J.K. The choice of the type of foil and the cockpit-coachroof. These are two very obvious elements because you can see the volumes and how the skipper wants to manage the boat, manoeuvre and check the sails. As you can already see, the deckhouse of Arkea Paprec has a series of windows towards the bow, when Corum l’Épargne decided to go without.
TYD: Did you develop the foils in-house in your studio and did you use aeronautics-derived software to do so?
V.L.P. The foils were designed entirely in-house. We have a team of engineers and architects, software which is mostly also developed in-house, computers and simulation systems to design the foils, keels and rudders for our projects.
G.V. We do everything in-house. We develop our own software and also use the simulator and instruments developed by Emirates Team New Zealand (Verdier is naval architect to the America’s Cup defender, ed.’s note).
J.K. Back in 2004 – since our first Volvo campaign (ABN Amro) – we decided to have our own high-performance computing cluster and run the CFD simulations in-house. This is what we call JYDcfd. For structural calculations, we combine our own resources with external consultants, while the systems are designed by each team.
TYD: What is the difference between the foils on the two designs?
V.L.P. Hugo Boss and DMG Mori’s foils are different but in both cases, the decision was to make the boat “flying” by giving them a deep draught which creates significant lift. The circular shape of Hugo Boss’s foils mean they can retract fully into the hull in light winds. Something that is not possible with other shapes.
G.V. The differences are clear when you look at the boats from the bow, in their extension and the chord, in the draught and the surfaces. Also the way they can be retracted in light winds.
J.K. It might be easier to comment on the fleet’s different approaches. This is very much depending on the strategy for the Vendée-Globe. There are two types of foils, the curved-circular ones optimised for downwind VMG and the more all-around ones, with a vertical tip on a more horizontal shaft. The skipper plays an important role in this decision, depending on his vision on how to sail these foilers.
TYD: Did you develop a safety system to tackle the risk of the foils striking floating objects?
G.V. I would like to but it is beyond my abilities! We did have a thermal imaging camera on the mast head aboard Safran (the first foiling IMOCA penned by VPLP and Verdier in 2015, ed.’s note). That is a huge risk!

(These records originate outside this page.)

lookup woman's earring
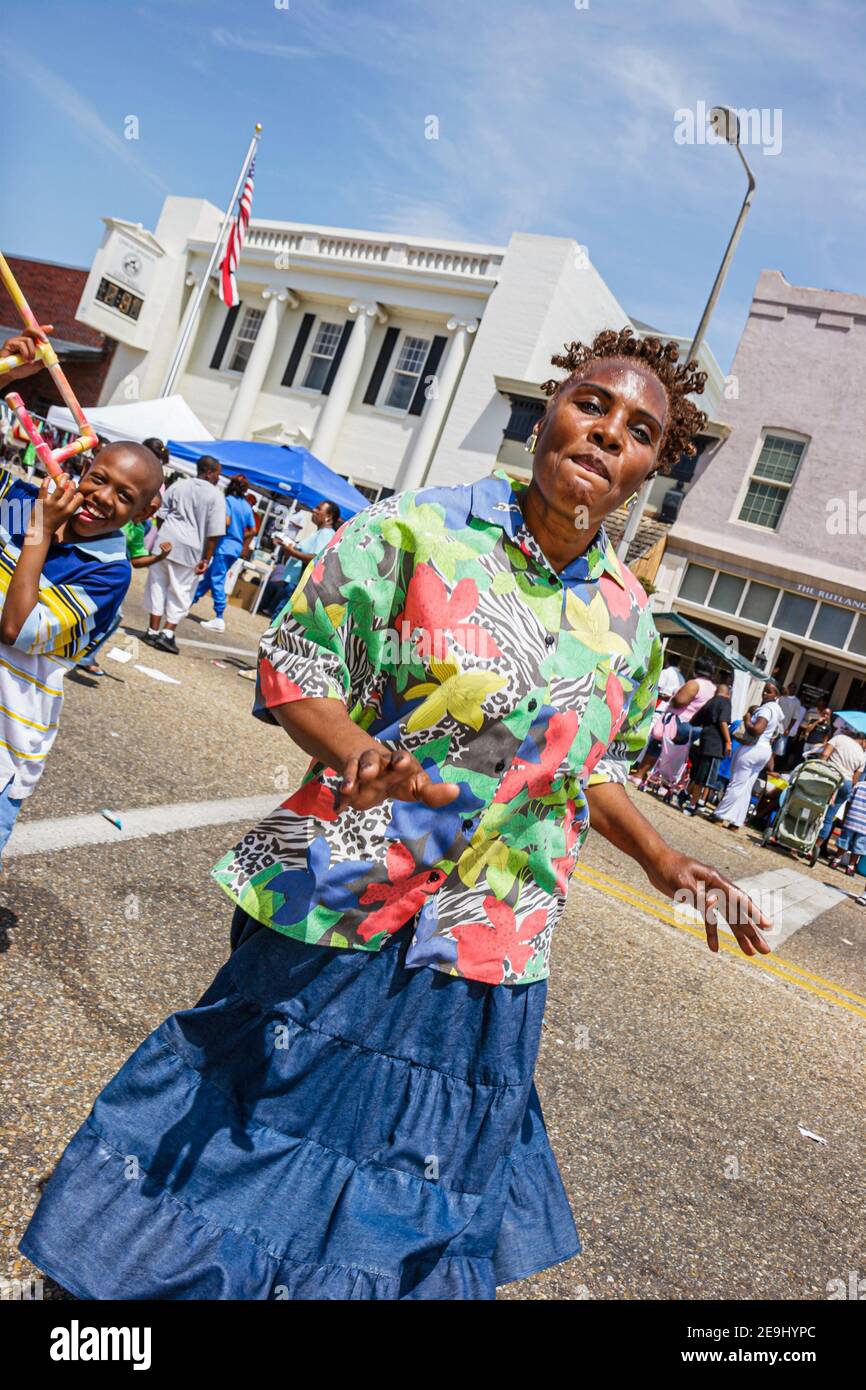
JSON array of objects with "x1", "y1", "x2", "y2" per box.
[
  {"x1": 525, "y1": 433, "x2": 538, "y2": 455},
  {"x1": 625, "y1": 491, "x2": 639, "y2": 509}
]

J.K. The designers of Juan Yacht Design are not directly involved in this one part. In our case, the decision is taken by each team to find the right balance.
TYD: What do you think the next evolution of the IMOCA will be?

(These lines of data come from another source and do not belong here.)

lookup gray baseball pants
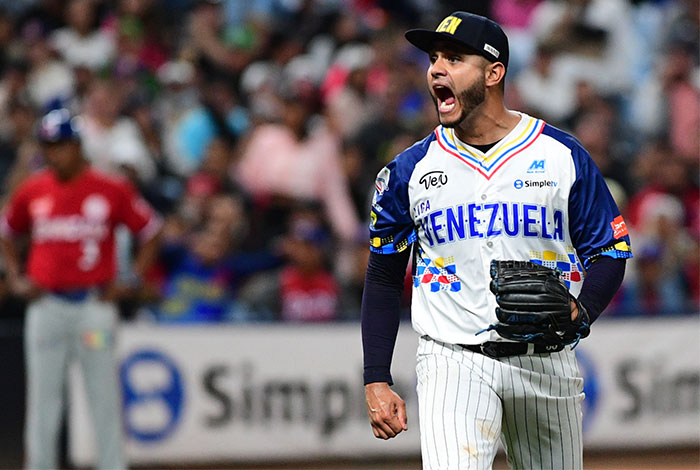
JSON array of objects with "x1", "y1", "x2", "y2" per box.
[{"x1": 24, "y1": 293, "x2": 126, "y2": 469}]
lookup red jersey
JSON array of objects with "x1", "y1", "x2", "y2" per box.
[
  {"x1": 1, "y1": 168, "x2": 161, "y2": 290},
  {"x1": 279, "y1": 266, "x2": 340, "y2": 322}
]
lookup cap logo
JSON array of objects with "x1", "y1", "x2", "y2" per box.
[
  {"x1": 436, "y1": 16, "x2": 462, "y2": 35},
  {"x1": 484, "y1": 43, "x2": 499, "y2": 58}
]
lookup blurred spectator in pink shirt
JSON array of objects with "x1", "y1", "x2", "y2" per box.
[
  {"x1": 663, "y1": 41, "x2": 699, "y2": 163},
  {"x1": 234, "y1": 82, "x2": 360, "y2": 245},
  {"x1": 492, "y1": 0, "x2": 544, "y2": 76},
  {"x1": 492, "y1": 0, "x2": 544, "y2": 29}
]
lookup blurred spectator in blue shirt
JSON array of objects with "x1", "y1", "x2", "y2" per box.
[
  {"x1": 612, "y1": 241, "x2": 689, "y2": 316},
  {"x1": 167, "y1": 78, "x2": 249, "y2": 177},
  {"x1": 149, "y1": 193, "x2": 280, "y2": 323}
]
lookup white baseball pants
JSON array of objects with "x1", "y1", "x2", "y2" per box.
[{"x1": 416, "y1": 336, "x2": 584, "y2": 470}]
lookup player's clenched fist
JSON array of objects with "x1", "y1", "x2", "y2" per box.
[{"x1": 364, "y1": 382, "x2": 407, "y2": 439}]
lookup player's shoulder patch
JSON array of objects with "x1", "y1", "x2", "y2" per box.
[
  {"x1": 374, "y1": 166, "x2": 391, "y2": 197},
  {"x1": 368, "y1": 132, "x2": 435, "y2": 255}
]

V.L.P. The next IMOCAs should, if the class rule permits it, have lift planes under the rudders (T-foils, ed.’s note) to help with control when foiling. The crew and working areas will be more protected than ever and the manoeuvres on deck increasingly infrequent.
G.V. We really miss the T- rudders. Right now it is like trying to pilot a plane without any tail assembly to stabilise it in flight. It is a real pity. We would be six knots faster and it would be less dangerous.
J.K. Two elements will be fundamental. First, T-rudders with flaps for much better control in flying mode. Then, secondly, to authorise more freedom in foil control, even if the systems will be more expensive, they will give teams an efficient way to find the right balance without changing foils, which is far more expensive.